Par acte d’huissier du 3 décembre 2015, la société Locam a fait appeler en déclaration d’arrêt commun la société Multi Market Services France Holdings.
Par dernières conclusions signifiées le 2 février 2016, la société Publicis Performance et la société Multi Market Services France Holdings demandent à la cour de leur donner acte de ce qu’elles s’en rapportent à la sagesse de la cour concernant les demandes formulées par la société Locam à l’encontre de M. X et de la Selarl Y Z, es qualité de liquidateur de la société Cortix et que, quelle que soit la décision qui sera prise par la cour de céans, afférente à la résiliation du contrat de collaboration comportant mise ne place de contrats de financement portant sur l’offre spécifique Elliweb conclu avec la société Locam le 29 avril 2011 ainsi que son avenant n° 1, elle n’est pas de nature à avoir et ne saurait donc avoir aucun impact sur les actifs que Publicis Webformance a repris et sur les relations de Publicis Webformance et la soc
Aucune autre des parties n’a de nouveau conclu.
MOTIFS DE LA DÉCISION
Sur la résiliation de la convention de collaboration conclue le 29 avril 2011 entre la société Locam et la société Cortix et de son avenant n°1 :
Il résulte de l’article L622-13 4° du code de commerce que la demande de résiliation faite à la demande de l’administrateur est prononcée par le juge commissaire ' si elle est nécessaire à la sauvegarde du débiteur et ne porte pas une atteinte excessive aux intérêts du cocontractant'.
Il convient donc d’observer que ce texte soumet la résiliation à deux conditions cumulatives :
— la démonstration du caractère nécessaire de cette résiliation pour la sauvegarde de l’entreprise,
— l’absence d’atteinte excessive aux intérêts du cocontractant du débiteur.
La cour constate que le tribunal a fait de ce texte une application erronée en considérant que la société Locam ne démontrait pas de façon probante une atteinte excessive à ses intérêts en cas de résiliation de la convention sans rechercher si la première condition posée par le texte suscité était également remplie.
Or, en l’espèce alors que le juge commissaire a rendu sa décision le 24 juillet 2012, la société Cortix, qui était en redressement judiciaire depuis le 30 mai 2012, va être mise en liquidation judiciaire 6 jours plus tard ( soit le 1er août 2012) avec une poursuite d’activité de deux mois justifiée pour les besoins de la liquidation et notamment de la réalisation des actifs de la société débitrice au mieux des intérêts des créanciers.
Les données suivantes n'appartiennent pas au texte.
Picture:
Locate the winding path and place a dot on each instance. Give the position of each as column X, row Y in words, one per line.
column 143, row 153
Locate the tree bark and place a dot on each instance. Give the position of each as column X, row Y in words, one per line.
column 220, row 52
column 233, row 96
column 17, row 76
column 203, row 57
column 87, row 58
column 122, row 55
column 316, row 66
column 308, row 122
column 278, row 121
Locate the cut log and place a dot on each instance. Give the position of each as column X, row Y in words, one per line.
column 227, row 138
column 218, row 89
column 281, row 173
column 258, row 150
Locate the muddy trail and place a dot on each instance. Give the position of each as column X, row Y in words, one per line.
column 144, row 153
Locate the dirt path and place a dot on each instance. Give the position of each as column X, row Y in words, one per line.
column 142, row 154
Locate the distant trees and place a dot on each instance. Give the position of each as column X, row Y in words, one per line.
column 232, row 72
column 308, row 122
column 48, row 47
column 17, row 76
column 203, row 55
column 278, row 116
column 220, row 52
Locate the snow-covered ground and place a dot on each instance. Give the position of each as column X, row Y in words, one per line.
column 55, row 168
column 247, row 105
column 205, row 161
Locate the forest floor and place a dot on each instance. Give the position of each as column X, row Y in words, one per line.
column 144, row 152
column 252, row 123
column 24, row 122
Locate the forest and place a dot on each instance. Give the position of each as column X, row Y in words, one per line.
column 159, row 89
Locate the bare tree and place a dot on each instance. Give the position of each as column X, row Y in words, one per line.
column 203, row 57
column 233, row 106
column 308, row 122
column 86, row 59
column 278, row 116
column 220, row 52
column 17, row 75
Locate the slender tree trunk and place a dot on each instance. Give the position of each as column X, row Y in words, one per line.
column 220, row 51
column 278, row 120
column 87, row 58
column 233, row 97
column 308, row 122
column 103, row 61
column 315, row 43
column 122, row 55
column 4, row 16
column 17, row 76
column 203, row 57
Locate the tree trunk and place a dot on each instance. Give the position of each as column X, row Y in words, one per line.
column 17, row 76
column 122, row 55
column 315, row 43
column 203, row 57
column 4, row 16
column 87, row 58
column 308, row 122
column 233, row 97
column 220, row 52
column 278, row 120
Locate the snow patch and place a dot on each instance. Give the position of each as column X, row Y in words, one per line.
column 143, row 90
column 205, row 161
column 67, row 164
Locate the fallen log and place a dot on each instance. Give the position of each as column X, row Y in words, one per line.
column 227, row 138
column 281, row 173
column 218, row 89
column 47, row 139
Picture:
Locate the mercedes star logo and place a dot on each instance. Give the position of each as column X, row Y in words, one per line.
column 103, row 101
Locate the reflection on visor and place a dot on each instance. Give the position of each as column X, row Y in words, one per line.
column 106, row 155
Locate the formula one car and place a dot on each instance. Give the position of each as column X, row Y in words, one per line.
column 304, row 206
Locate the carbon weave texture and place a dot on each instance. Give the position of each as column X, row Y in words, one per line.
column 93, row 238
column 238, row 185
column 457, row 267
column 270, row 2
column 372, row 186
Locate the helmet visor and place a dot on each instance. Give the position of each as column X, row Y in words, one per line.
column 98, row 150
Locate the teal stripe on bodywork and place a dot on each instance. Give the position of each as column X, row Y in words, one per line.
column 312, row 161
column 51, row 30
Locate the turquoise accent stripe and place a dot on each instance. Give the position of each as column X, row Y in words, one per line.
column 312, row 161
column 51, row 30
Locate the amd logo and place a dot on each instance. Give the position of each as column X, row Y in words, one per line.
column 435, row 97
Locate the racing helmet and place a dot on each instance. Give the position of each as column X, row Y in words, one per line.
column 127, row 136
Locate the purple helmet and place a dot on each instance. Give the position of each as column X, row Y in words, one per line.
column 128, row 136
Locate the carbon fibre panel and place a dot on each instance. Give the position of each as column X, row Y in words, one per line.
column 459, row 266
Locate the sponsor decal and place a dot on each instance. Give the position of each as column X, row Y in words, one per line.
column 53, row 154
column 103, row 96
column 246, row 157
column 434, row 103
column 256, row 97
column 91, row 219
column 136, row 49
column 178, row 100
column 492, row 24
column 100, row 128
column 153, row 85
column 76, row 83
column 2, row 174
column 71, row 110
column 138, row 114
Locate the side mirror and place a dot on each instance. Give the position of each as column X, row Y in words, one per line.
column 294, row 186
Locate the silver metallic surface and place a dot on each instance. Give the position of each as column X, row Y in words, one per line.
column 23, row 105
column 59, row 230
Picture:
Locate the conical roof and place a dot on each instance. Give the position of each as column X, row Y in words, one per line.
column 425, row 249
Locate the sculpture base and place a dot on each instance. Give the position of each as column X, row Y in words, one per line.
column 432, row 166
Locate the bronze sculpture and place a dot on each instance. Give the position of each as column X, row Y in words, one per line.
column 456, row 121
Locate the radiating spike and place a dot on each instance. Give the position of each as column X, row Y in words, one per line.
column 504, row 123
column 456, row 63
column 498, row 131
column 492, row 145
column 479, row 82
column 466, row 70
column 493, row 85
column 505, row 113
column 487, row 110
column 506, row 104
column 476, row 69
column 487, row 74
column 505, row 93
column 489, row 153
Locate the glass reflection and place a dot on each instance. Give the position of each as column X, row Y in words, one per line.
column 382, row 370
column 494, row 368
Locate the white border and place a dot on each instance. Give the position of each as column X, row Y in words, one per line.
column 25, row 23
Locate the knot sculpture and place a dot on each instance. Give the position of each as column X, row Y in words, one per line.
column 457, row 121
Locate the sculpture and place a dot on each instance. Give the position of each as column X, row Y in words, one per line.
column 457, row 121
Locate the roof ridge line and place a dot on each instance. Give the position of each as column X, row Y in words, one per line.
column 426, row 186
Il est manifeste que, dans ce contexte chronologique, le caractère nécessaire de la résiliation de la convention de collaboration pour la sauvegarde de l’entreprise n’est nullement démontré et M. X, qui n’a déposé aucun dossier à l’appui de ses conclusions, n’apporte pas la preuve contraire.
En conséquence, la cour estime devoir infirmer la décision des premiers juges.
Aucune équité ne commande d’allouer à la société Locam une indemnité au titre des frais irrépétibles.
Les intimés succombant, les dépens constitueront des frais privilégiés de procédure collective.
PAR CES MOTIFS
La cour, statuant publiquement, par arrêt réputé contradictoire, mis à disposition au greffe,
Après avis du ministère public,
Infirme le jugement déféré.
Y ajoutant,
Déboute la société Locam de sa demande d’indemnité au titre de l’article 700 du code de procédure civile,
Dit que les dépens constitueront des frais privilégiés de procédure collective.
Le présent arrêt a été signé par Monsieur Robert Chelle, président et par Monsieur Hervé Goudot, greffier, auquel la minute a été remise par le magistrat signataire.